Introduction: Increased cardiac expression levels of miRNA miR-132 have been associated with pathological cardiac remodeling including cardiac fibrosis. As a selective inhibitor for miR-132, the synthetic antisense oligonucleotide CDR132L, is capable to reverse cellular pathology and restore normal heart function. Pharmacological inhibition of miR-132 as well as genetic knockout has been shown to protect mice from transverse aortic constriction induced cardiac remodeling including interstitial fibrosis. Methods and Results: Treatment effects of CDR132L were investigated in several different pig models of ischemic and non-ischemic heart failure (HF) with the aim to further elucidate CDR132L’s mode of action and confirm species-independent effects on fibrotic remodeling. In a pig model of subacute post myocardial infarction (MI) induced HF, CDR132L was administered on day 3 and day 28 by intravenous (IV) or intracoronary (IC) infusion at doses of 1, 5 and 10 mg/kg and followed until day 56. In a chronic post-MI HF large animal model, beneficial effects were confirmed in a 6-month study comparing 5 monthly and 3 monthly repeated IV administrations of 5 mg/kg CDR132L starting one month post-MI. Further, CDR132L was tested in a porcine model of percutaneous aortic constriction by implantation of a reduction stent in the thoracic aorta and two IC injections of CDR132L on day 0 and day 28 followed for 56 days. As part of the pharmacodynamic analyses in these models, paraffin sections of cardiac tissue from the left ventricular remote region were stained with picrosirius red (PSR) and fibrosis was assessed based on collagen quantity.

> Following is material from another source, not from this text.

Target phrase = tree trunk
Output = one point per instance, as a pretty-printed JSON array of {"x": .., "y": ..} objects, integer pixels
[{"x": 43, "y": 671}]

Analysis of fibrosis in PSR-staining revealed that the degree of interstitial fibrosis was significantly reduced in CDR132L treatment groups compared to placebo between 22% and 61%. Moreover, results of the first-in-human safety and tolerability study of CDR132L in patients with stable HF of ischemic origin (NCT04045405) showed encouraging positive trends for relevant cardiac fibrosis biomarkers. Conclusion: By blocking aberrant miR-132 expression, CDR132L is capable to halt and reverse pathological cardiac remodeling partly due to its anti-fibrotic effects.